Set tubing connecting both cultures, protecting each end with a syringe filter 0.45 microns of pore size. The fluid medium dynamics is borne by a pair of peristaltic reversible-flow pumps, which switch flow direction every 30-60 seconds to avoid collapsing any side of the membranes with jammed cells. The membranes allow the exchange of gases, ions, water, sucrose and AHL, but not cells, so that populations do not mix. This is fundamental to guarantee the light-efficiency of each compartment, without having cyanobacteria shading light emission from A. fischeri, and permitting a spatial decoupling of the photosynthetic module and the biolamp.

Cell density would be regulated by output tubes from each culture which would recycle broth after passing it through a filter/skimmer. This process would be regulated by a turbidimeter (in theory) or by sampling-and-testing, at least in the first experimental prototype.

Water loss due to evaporation would be solved by a water-level-wise lever opening a valve which would let in some distilled water from a small deposit, when the volume of the liquid falls below certain threshold.

A microcontroller would be used as hardware to coordinate pump flow switch, input signals from turbidimeters and control of the cell density control system.

All electric devices would be powered by a small solar panel, to preserve to the last detail the energetic autonomy of the system.

Routine analyses of the system would be carried out on sucrose, oxygen and AHL levels in the liquid medium. Luminescence would be measured at night to acquire an experimental Light/Time curve.

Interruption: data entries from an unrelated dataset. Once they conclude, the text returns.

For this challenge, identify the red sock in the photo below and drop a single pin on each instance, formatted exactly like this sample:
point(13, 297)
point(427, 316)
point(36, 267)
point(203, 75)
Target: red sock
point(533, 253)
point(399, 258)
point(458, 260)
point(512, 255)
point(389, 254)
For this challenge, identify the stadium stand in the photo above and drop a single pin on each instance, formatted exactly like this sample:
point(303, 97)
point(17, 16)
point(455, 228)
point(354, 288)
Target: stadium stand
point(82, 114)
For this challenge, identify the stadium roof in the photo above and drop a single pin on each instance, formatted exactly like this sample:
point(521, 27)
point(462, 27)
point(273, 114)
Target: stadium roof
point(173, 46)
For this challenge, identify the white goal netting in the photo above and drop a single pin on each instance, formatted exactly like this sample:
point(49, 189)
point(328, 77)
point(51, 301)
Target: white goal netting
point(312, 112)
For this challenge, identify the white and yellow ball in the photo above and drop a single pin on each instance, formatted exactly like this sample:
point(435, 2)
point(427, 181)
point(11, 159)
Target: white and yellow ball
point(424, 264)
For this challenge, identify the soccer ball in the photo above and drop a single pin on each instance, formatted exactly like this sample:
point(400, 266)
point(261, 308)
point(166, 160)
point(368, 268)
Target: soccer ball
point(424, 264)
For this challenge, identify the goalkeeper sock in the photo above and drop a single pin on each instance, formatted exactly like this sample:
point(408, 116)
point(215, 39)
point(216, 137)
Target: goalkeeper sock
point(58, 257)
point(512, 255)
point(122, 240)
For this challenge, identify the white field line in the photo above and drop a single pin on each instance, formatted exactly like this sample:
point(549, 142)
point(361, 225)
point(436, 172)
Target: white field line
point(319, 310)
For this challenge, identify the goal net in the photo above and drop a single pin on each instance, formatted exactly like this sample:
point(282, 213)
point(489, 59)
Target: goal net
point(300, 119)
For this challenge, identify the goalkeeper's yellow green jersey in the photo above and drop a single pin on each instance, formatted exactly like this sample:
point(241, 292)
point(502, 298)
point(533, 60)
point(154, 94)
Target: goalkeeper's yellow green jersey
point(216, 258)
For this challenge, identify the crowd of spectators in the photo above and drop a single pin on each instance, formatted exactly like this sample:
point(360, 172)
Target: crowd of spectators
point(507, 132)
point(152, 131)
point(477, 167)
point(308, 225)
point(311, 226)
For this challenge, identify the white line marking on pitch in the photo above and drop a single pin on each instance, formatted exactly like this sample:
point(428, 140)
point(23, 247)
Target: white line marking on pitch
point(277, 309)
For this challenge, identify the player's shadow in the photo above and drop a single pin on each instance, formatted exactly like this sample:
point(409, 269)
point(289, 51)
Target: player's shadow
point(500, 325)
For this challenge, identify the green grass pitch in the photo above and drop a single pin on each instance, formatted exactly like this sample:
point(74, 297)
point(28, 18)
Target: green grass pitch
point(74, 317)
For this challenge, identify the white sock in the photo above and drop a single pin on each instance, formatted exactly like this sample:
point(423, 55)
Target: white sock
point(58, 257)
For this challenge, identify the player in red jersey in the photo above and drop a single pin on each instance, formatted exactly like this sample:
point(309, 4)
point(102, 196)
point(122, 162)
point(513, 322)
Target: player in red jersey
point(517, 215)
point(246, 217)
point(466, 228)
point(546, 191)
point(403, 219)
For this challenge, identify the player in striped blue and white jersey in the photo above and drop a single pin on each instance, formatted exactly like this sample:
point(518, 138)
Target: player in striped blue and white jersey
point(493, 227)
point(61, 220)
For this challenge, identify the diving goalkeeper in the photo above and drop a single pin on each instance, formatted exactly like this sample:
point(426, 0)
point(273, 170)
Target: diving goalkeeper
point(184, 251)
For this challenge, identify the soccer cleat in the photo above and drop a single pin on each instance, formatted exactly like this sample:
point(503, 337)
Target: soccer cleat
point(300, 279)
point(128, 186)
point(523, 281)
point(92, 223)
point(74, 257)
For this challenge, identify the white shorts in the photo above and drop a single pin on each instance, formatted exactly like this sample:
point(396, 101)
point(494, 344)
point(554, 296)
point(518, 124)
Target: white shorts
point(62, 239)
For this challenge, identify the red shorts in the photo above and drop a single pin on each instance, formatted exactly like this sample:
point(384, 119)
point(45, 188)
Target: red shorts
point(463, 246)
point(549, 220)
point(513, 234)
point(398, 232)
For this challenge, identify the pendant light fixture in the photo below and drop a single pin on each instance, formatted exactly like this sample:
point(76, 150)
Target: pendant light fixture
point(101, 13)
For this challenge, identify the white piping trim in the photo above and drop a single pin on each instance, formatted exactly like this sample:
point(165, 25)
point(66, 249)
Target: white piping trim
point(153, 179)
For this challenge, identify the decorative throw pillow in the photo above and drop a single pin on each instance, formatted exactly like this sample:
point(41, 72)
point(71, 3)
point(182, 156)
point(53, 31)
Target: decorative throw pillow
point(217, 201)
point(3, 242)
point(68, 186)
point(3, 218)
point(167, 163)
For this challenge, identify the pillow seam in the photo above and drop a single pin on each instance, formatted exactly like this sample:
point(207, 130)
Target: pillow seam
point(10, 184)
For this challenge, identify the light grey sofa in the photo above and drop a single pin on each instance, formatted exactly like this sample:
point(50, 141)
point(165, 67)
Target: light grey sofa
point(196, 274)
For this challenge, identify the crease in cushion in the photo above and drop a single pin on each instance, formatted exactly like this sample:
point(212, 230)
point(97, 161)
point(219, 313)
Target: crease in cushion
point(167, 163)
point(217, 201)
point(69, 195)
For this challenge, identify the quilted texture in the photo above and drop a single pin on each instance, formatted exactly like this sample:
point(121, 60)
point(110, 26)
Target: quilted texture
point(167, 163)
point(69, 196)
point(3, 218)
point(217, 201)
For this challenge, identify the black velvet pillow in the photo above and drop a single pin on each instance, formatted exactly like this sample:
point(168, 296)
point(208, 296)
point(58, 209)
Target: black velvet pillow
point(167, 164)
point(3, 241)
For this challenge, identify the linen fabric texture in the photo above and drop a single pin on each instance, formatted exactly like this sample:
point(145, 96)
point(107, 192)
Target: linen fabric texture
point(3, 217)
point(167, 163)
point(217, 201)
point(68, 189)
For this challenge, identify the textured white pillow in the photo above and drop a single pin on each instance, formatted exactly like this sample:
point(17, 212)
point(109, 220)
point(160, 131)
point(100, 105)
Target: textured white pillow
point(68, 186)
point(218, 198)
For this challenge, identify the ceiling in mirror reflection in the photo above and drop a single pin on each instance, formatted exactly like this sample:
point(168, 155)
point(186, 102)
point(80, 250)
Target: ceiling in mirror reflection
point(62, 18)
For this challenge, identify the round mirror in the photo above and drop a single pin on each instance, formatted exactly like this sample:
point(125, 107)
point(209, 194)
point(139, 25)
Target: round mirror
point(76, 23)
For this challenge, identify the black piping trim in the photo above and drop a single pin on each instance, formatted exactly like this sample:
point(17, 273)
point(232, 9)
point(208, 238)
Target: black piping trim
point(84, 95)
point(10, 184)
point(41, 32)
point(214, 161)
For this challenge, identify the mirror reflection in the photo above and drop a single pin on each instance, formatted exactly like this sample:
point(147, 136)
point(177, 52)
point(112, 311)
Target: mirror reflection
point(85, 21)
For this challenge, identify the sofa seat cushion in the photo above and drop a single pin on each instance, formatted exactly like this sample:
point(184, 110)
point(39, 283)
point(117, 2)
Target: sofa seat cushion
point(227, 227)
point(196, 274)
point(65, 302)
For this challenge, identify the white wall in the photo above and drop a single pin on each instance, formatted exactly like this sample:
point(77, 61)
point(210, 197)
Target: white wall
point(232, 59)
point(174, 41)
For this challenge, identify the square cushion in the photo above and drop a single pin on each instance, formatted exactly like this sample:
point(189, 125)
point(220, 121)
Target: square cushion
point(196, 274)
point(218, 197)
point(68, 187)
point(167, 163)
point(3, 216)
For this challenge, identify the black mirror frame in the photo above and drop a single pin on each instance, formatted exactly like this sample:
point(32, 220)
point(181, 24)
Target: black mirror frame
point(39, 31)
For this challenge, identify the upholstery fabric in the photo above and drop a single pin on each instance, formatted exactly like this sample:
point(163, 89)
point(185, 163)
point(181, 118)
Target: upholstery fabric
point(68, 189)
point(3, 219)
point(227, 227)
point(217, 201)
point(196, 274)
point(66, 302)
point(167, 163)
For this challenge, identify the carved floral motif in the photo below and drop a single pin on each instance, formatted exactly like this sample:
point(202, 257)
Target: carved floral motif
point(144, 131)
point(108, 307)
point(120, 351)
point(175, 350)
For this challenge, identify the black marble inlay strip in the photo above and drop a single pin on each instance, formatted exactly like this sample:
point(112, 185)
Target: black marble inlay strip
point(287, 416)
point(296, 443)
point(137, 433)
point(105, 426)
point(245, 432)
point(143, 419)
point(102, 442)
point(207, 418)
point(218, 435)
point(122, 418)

[Future design development: Achieve a knock-out/directed mutagenesis of the luxI autoinducer genes in A. fischeri to unable isolated autoinduction. This would render the system totally dependent on the AHL production of the transformed S. elongatus. In such situation, turning valves of different membrane pore size at the cell-stopping sections would result extremely useful, to manually switch on/off the diffusion of AHL from the Synechococcus culture to the biolamp. This enables an element of human control to turn on/off the lights over the normal day/night fashion].



Results:


Construction of inter-flask pumping system with 0.45micron pore membranes.